(Der hybride Testansatz: Qualitative Empfehlungen und quantitative Kennzahlen)
Paper at Mensch und Computer 2005, Linz 4. - 7.9.2005
Tim Bosenick SirValUse Consulting GmbH Germany |
J.O. Bugental † USA |
Matthias Müller-Prove Sun Microsystems GmbH |
Hybrid testing combines the need for qualitative recommendations to improve a user inter-face with the need for quantitative figures to express the user experience of the user inter-face. On one hand, the recruitment, the structure of the sessions and the tasks are standardized so that controlled and repeated measurements are possible under the same conditions over time. During task solving, certain measures are taken and observations recorded. In con-junction with subjective assessments, these measurements form the base of a calibrated and condensed index that express the user experience of the user interface in one figure. On the other hand, it is possible to explore usability problems qualitatively after each task so that deep insights into user behaviour are achievable. These data allow recommendations to be made that help to improve the interface.

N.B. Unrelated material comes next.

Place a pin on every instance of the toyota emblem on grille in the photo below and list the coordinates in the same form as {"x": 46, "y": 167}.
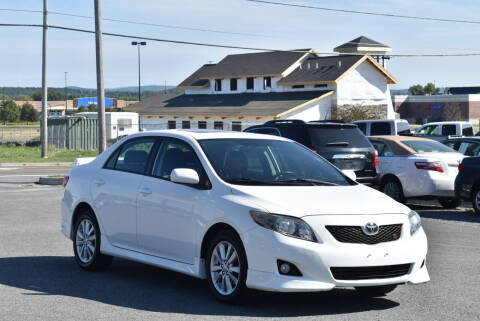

User Experience, qualitative and quantitative testing, hybrid testing
Qualitative usability tests belong to the standard repertoire of companies who want to design user-friendly websites or to develop computer applications best suited to the users (cf. Nielsen 1993, Mayhew 1999, Travis 2003). In general, these tests are conducted with 10 to 20 participants who represent the potential or actual user group. The objective is to find problems as effectively as possible in order to be able to improve the user interface. If the company really takes the topic seriously, usability tests are carried out not only with the final product but iteratively throughout the entire development process. This way, awful blunders can be discovered early, and, at the same time, expensive mistakes are avoided.
The costs associated with the iterative qualitative approach can be considerable. Where ever costs are incurred, the investment must be justified. Thus a method of making usability measurable is sought-after; for this is the only way to quantitatively assess the optimizations initiated through the qualitative tests.
Whereas qualitative testing is invaluable for product design, it cannot produce data for quantitative indices. Even worse, the qualitative approach interferes with a pure quantitative approach because the facilitator’s interventions introduce side effects on the participant’s actions. Objective and repeatable measurements are not possible under these conditions.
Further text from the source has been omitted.